DePaulo: In between are people who might want to live, for example, in co-housing communities, in which people have their own private dwellings—living alone or as couples or even nuclear families or any combination of people—and those dwellings are arranged around a common space, often a green space, in a way that is conducive to community. These are intentional communities for people who want something like old-fashioned villages, but without as much intrusiveness.
These co-housing communities also include a common area, in addition to everybody’s private dwelling, where people come together now and then for meals. These common spaces might have meeting rooms and music rooms, or play areas if there are a lot of kids there. They also include the mailboxes and washers and dryers, and what that does is bring people together in a kind of informal way, where you get to know people in a way that feels comfortable, natural, and unforced. You don’t have the self-consciousness of meeting someone for the purposes of hoping to become their friend, but instead it’s just in the course of everyday life.
Pinsker: Do you find that people who choose to live by themselves have trouble crafting family-like networks and communities?
DePaulo: There are more than 110 million American adults who are not married, and of course some of them have trouble, but on average, people who are single are usually doing better at this sort of thing than people who are coupled. When people move in together or get married, they become more insular. They have less contact with their parents. They spend less time with their friends. And it’s not just a honeymoon thing, where they’re so besotted with each other when they first get together that they can’t take their eyes off each other. It’s not even about kids, because couples who have kids do this, and couples who don’t have kids do this. There are obviously tons of exceptions, but on average, single people have more friends and do more to maintain the ties that they have with their friends, their neighbors, their siblings, their parents, and their co-workers. So people living alone are not really the lonely end result of the unraveling of the nuclear family.

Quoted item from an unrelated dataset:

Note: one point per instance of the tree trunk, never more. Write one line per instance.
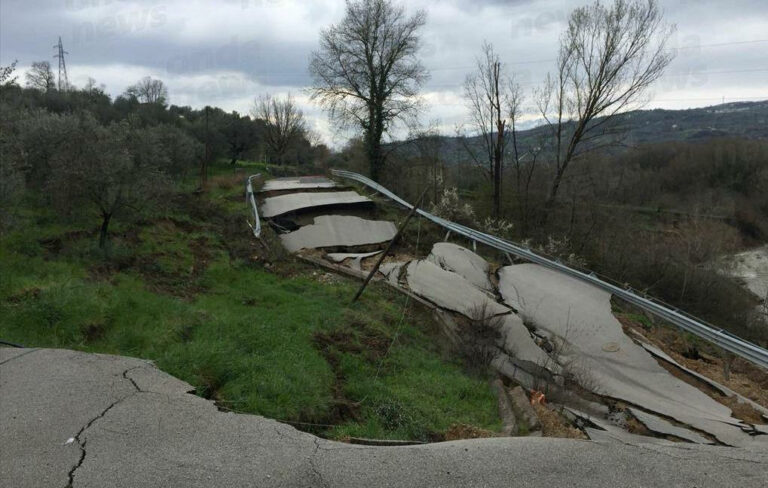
(103, 231)
(373, 143)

Pinsker: I’d imagine that a lot of people want to live in some of the ways you described, but don’t feel like they can. What structural features of American society do people run up against when trying to form other types of family and community?
DePaulo: First, there are some laws and zoning codes that make it difficult for people to live with the people who matter to them—you know, a Golden Girls–type situation. So if you have a group of friends, or maybe a group that includes friends and relatives, and you want to live together in some big house, and each have your own rooms but you get together for meals, you can have a really hard time finding a place that allows you to do that. That’s because there are zoning restrictions in some places where only a certain number of unrelated people, often two, can live together.

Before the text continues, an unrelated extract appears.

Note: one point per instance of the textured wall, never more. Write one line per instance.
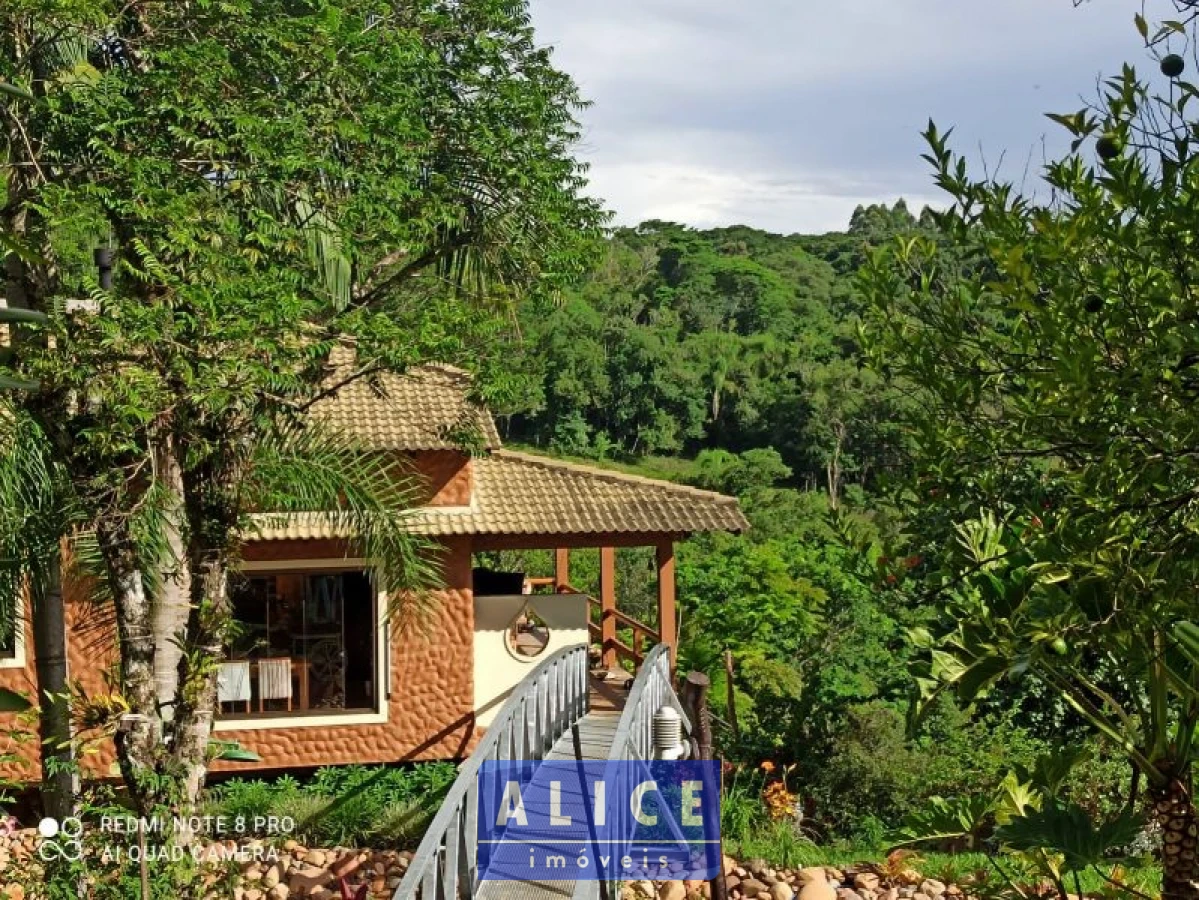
(91, 653)
(498, 668)
(431, 712)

Another example is who is covered by laws that allow us to care for the people who matter to us. In workplaces covered by the Family and Medical Leave Act, you can take unpaid time off to care for children or parents, and if you’re married, a spouse. But if you’re a single person, no one gets to fill that spouse slot, so I can’t take time off to care for a close friend, and that close friend can’t take time off to care for me. To become a more connected, caring society, it would help to have laws that recognize the people in our life that matter to us beyond just a spouse, or our own biological or adopted children.